Saturday, 30 July 2016

What a difference two weeks makes

We just got back from a fortnight away, and the place looks like a jungle:

The marrows and courgettes have taken over, filling up the passage through the middle of the greenhouse and pretty much excluding other plants from the light. I don't particularly mind about the nasturtiums, which self-seeded anyway, but there are also tomato plants in there which are looking unhealthily tall and thin. 

That may be partly because the greenhouse itself doesn't get as much light as it should, being in the shadow of the house in the morning and that of some large trees at the bottom of the garden in the afternoon. But obviously the big marrow leaves don't help. 

Someone kindly watered the greenhouse while we were away, but I forgot to ask her to leave the door open if it was hot, which I think it was. So there are signs of decay, of living in a hot, damp atmosphere:

Now I've left the door open, hoping the plants will get used to more normal conditions for England. 

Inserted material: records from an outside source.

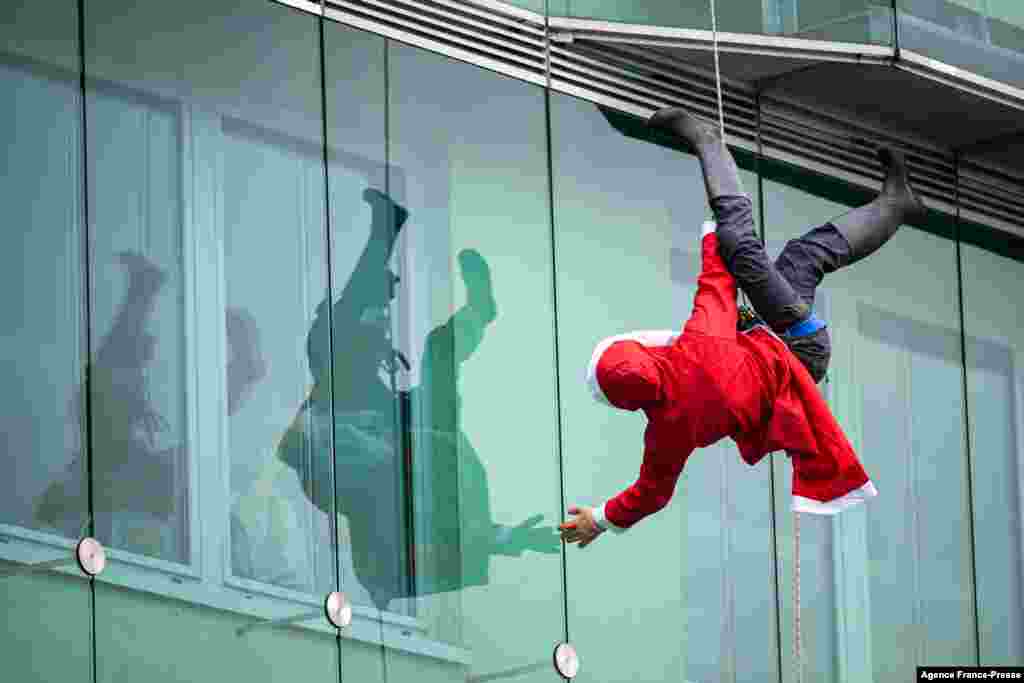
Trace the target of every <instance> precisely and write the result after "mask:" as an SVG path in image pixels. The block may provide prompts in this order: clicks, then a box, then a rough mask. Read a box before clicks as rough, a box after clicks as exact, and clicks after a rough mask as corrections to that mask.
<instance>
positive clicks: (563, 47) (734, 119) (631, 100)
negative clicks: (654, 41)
mask: <svg viewBox="0 0 1024 683" xmlns="http://www.w3.org/2000/svg"><path fill="white" fill-rule="evenodd" d="M667 60H668V58H665V59H663V58H660V57H659V56H658V55H656V54H651V55H643V54H639V53H637V52H635V51H632V50H629V49H615V48H610V47H606V46H600V47H599V46H595V45H591V44H588V43H570V44H561V45H559V44H557V43H556V44H553V45H552V48H551V87H552V89H553V90H558V91H561V92H566V93H568V94H573V95H578V96H580V97H583V98H585V99H592V100H595V101H600V102H602V103H605V104H608V105H610V106H614V108H617V109H621V110H623V111H626V112H629V113H631V114H636V115H638V116H648V115H650V114H651V113H653V112H654V111H655V110H657V109H660V108H663V106H667V105H669V104H680V105H684V106H687V108H688V109H690V110H691V111H693V112H695V113H696V114H698V115H699V116H705V117H707V118H709V119H714V120H718V94H717V90H716V81H715V76H714V74H708V73H701V72H698V71H689V72H684V71H681V70H678V69H670V68H667V65H666V61H667ZM722 100H723V102H724V105H725V128H726V133H727V134H728V135H729V136H730V141H731V142H733V143H735V144H737V145H739V146H741V147H745V148H748V150H752V151H753V150H756V148H757V103H756V101H755V98H754V93H753V91H752V90H750V89H749V88H743V87H742V86H740V85H738V84H735V83H731V82H725V81H723V84H722Z"/></svg>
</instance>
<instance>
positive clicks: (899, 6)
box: [896, 0, 1024, 87]
mask: <svg viewBox="0 0 1024 683" xmlns="http://www.w3.org/2000/svg"><path fill="white" fill-rule="evenodd" d="M896 4H897V7H898V16H899V42H900V45H901V46H902V47H904V48H906V49H910V50H916V51H919V52H922V53H924V54H927V55H928V56H930V57H933V58H935V59H938V60H940V61H945V62H946V63H949V65H952V66H954V67H959V68H961V69H965V70H967V71H969V72H973V73H975V74H979V75H981V76H986V77H988V78H993V79H996V80H998V81H1002V82H1005V83H1010V84H1012V85H1016V86H1018V87H1020V86H1021V85H1024V76H1022V75H1021V74H1022V71H1021V67H1022V65H1024V5H1022V4H1021V3H1020V2H1017V0H899V2H897V3H896Z"/></svg>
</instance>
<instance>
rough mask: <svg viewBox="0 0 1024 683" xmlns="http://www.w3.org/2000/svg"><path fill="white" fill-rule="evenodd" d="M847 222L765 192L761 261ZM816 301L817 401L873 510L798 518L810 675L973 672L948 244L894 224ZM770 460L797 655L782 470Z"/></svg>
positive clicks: (823, 202)
mask: <svg viewBox="0 0 1024 683" xmlns="http://www.w3.org/2000/svg"><path fill="white" fill-rule="evenodd" d="M808 177H809V176H808ZM851 201H852V200H851ZM847 210H848V207H846V206H843V205H840V204H836V203H833V202H828V201H825V200H822V199H819V198H817V197H814V196H812V195H810V194H808V193H806V191H804V190H802V189H799V188H796V187H793V186H786V185H782V184H779V183H776V182H773V181H766V182H765V212H766V216H767V223H766V229H767V231H768V234H769V238H770V239H769V252H770V253H773V254H777V253H778V252H779V251H780V249H781V248H782V246H783V245H784V243H785V241H786V240H787V239H792V238H796V237H799V236H800V234H802V233H803V232H804V231H806V230H808V229H810V228H811V227H813V226H816V225H820V224H822V223H825V222H826V221H828V220H829V219H831V218H834V217H835V216H838V215H840V214H843V213H845V212H846V211H847ZM815 305H816V308H817V310H818V312H819V313H822V314H823V316H824V317H825V318H826V319H827V322H828V325H829V329H830V336H831V341H833V359H831V366H830V370H829V375H828V379H827V381H826V383H825V384H824V385H823V390H824V391H825V392H826V395H827V396H828V397H829V401H830V403H831V405H833V410H834V411H835V413H836V416H837V418H838V419H839V421H840V423H841V424H842V425H843V427H844V429H845V430H846V433H847V435H848V436H849V438H850V440H851V441H852V443H853V444H854V447H855V449H856V450H857V453H858V455H859V457H860V459H861V461H862V462H863V464H864V468H865V469H866V470H867V473H868V475H869V476H870V477H871V480H872V481H873V482H874V484H876V485H877V487H878V489H879V498H877V499H873V500H871V501H869V502H868V503H867V504H866V505H864V506H861V507H859V508H856V509H853V510H849V511H846V512H844V513H843V514H841V515H838V516H837V517H836V518H833V519H825V518H820V519H816V518H813V517H811V516H810V515H802V517H801V579H802V582H801V587H802V591H801V592H802V602H803V609H802V618H803V623H804V628H803V630H802V635H803V642H804V657H803V658H804V667H805V672H812V671H814V672H816V671H821V672H827V675H828V678H827V680H861V679H863V680H869V677H871V676H872V675H873V676H874V677H876V680H888V677H889V676H890V675H891V672H894V671H905V670H907V669H912V668H913V667H914V666H916V665H921V664H924V663H948V664H952V663H959V664H964V663H971V661H974V658H975V642H974V641H975V638H974V608H973V594H972V591H973V587H972V582H971V565H970V563H971V547H970V530H969V527H968V523H969V520H968V519H967V516H968V515H967V512H968V492H967V472H966V455H965V454H966V444H965V441H964V424H965V418H964V408H963V383H962V368H961V355H959V325H958V310H957V283H956V261H955V245H954V244H953V243H952V242H950V241H948V240H945V239H942V238H939V237H935V236H933V234H930V233H927V232H924V231H922V230H919V229H915V228H913V227H909V226H903V227H902V228H900V230H899V231H898V232H897V233H896V234H895V237H894V238H893V239H892V240H891V241H890V242H889V243H888V244H886V245H885V247H884V248H883V249H882V250H881V251H879V252H878V253H877V254H873V255H872V256H870V257H868V258H867V259H865V260H863V261H859V262H857V263H855V264H853V265H852V266H850V267H848V268H845V269H843V270H841V271H839V272H835V273H831V274H828V275H826V278H825V281H824V284H823V286H822V287H820V288H819V290H818V292H817V297H816V304H815ZM775 460H776V464H775V468H776V481H777V483H778V485H777V486H776V490H781V492H786V493H785V495H784V496H780V497H779V500H778V501H777V509H776V515H777V517H778V519H779V522H778V525H779V528H780V535H779V555H780V574H779V575H780V582H779V586H780V601H781V604H782V605H783V608H782V620H781V623H782V637H783V641H782V642H783V652H792V649H793V616H794V613H793V602H794V592H793V588H792V582H793V515H792V513H791V512H790V510H788V500H787V498H788V494H787V492H788V489H790V485H791V483H790V482H791V476H790V474H791V468H790V467H788V463H786V462H785V461H784V459H783V458H780V457H776V459H775ZM791 670H792V668H791ZM790 675H791V676H792V675H793V673H792V671H791V672H790Z"/></svg>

Plants that I'd already transferred outside did best while I was away, and I'm pleased to see that there are some quite healthy looking marrows and courgettes on the way: 

I have now rescued some of the lanky tomato plants from death by marrow leaf, hoping a new life in the real world will restore them to health. 

Saturday, 2 July 2016

Parsnip surprise


This is the first time I've grown parsnips. They seem to be doing well, although I probably haven't given them enough space, letting them squeeze together in a couple of pots.

But when will they be ready for picking? I read one book that said it's when they're about two foot high. Well, some of mine had reached that, so I thought I'd pull one out. I wanted to avoid leaving it for so long that the roots had become tough and woody.

What I found was a relatively large bulb immediately below the surface and a lot of little parsnips growing out of it.

I'd been expecting to find just one parsnip. So do parsnips grow in bunches, as these ones look like they would if I'd left them? Or is this some kind of anomaly caused by transplanting or a time when it was short of water or something?

Anyway, my conclusion is that I should leave the rest to keep on growing for quite a few more weeks. Any thoughts would be welcome.